It’s not that I had become sick of the boat, it’s just that it had become the norm for us. We had our routines, we were used to the sailing, it had become our “every day”, which sort of made it lose it’s sparkle. But they say that absence makes the heart grow fonder, and in this aspect, I 100% agree.
Eben was back and forth between the boat and Canada throughout summer, but all in all the girls and I were on land for nearly 6 months. It was so wonderful getting to spend that quality time with family and friends that we usually on see in short spurts. It was delicious to fill our bellies with Canadian comfort foods we had been craving (ie. poutine and nanaimo bars). It was rejuvenating to experience my favourite season (Fall) and its change of colors, as well as seeing the beginning of winter as snow gently fell on the mountain tops. We were tossed in a whirlwind of new and unexpected experiences, new goals, new projects, and new adventures. We filled our cups with “the new” and lived it to the fullest. We had so much fun, even on the days that weren’t so fun (thinking back to trudging in the mud when we were trying to clear our spot or freezing in our travel trailer at night), and it felt so good.

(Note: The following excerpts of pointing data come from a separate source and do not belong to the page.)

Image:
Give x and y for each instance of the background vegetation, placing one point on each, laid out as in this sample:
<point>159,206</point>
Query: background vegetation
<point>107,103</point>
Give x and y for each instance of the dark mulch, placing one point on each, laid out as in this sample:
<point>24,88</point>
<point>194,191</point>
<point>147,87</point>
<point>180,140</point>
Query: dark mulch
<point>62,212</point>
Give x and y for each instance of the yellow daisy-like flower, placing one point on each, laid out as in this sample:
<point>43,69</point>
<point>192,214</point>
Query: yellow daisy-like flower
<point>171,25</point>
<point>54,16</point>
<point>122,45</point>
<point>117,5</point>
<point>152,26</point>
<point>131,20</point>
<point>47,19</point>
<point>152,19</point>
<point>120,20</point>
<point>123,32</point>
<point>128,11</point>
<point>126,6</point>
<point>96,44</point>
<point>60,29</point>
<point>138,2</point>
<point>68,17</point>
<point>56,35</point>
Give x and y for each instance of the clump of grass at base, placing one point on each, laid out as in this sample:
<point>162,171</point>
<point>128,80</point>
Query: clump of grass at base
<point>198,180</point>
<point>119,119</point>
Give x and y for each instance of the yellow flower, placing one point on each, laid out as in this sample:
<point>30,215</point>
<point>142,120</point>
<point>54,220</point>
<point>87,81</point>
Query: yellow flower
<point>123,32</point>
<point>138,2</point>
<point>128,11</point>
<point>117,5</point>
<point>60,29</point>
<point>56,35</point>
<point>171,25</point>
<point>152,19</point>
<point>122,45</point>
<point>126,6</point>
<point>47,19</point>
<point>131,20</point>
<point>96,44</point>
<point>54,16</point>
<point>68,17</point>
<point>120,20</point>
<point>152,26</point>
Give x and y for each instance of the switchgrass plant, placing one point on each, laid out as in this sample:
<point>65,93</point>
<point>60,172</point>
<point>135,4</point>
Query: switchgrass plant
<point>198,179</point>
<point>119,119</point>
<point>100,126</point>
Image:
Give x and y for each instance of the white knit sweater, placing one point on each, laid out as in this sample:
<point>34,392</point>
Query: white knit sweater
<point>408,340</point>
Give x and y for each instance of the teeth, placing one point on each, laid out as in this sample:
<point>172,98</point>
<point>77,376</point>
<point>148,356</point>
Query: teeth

As the days went on, and got colder, those days started to add up and 6 months away from the boat started to feel like too long of a time for me. The boat, and the Caribbean were on my mind a lot, and started to affect the way I was feeling about our time in Canada. We were super excited the day we bought our plane tickets because it meant we were returning “home”. To our creature comforts, to our island and boat friends, to our routines, to the simple things on the boat that make us happy (like the temperature and the cheap booze!).
So even if in our first week back on the boat we have spent it on the dock sweating, the girls getting heat rashes and stung by jellyfish, scrubbing the walls of mildew, and being stuck inside because of the constant rain, we are still loving it. I get to roam around in 1/3 of the clothes I was wearing back in Canada (in the boat, when off the boat I try and be fully clothed!) and enjoy the slowness of island time.
We are still working at getting life here back in order. We are fixing the things that are leaking, we’re continuing unfinished projects, we are getting sim cards and phone plans, we are re-stocking our panty, we’re adapting routines to fit new demands, and we’re figuring out boat life once again. I couldn’t be happier. Every day I wake up with a smile on my face, and at night I fall asleep with that same smile. Life is good. I think that a few months away from the boat was just what I needed to get my head and heart back in the game. It would be awesome if we could monetarily figure it out to be able to do the “seasonal” thing, between the boat and Canada every year.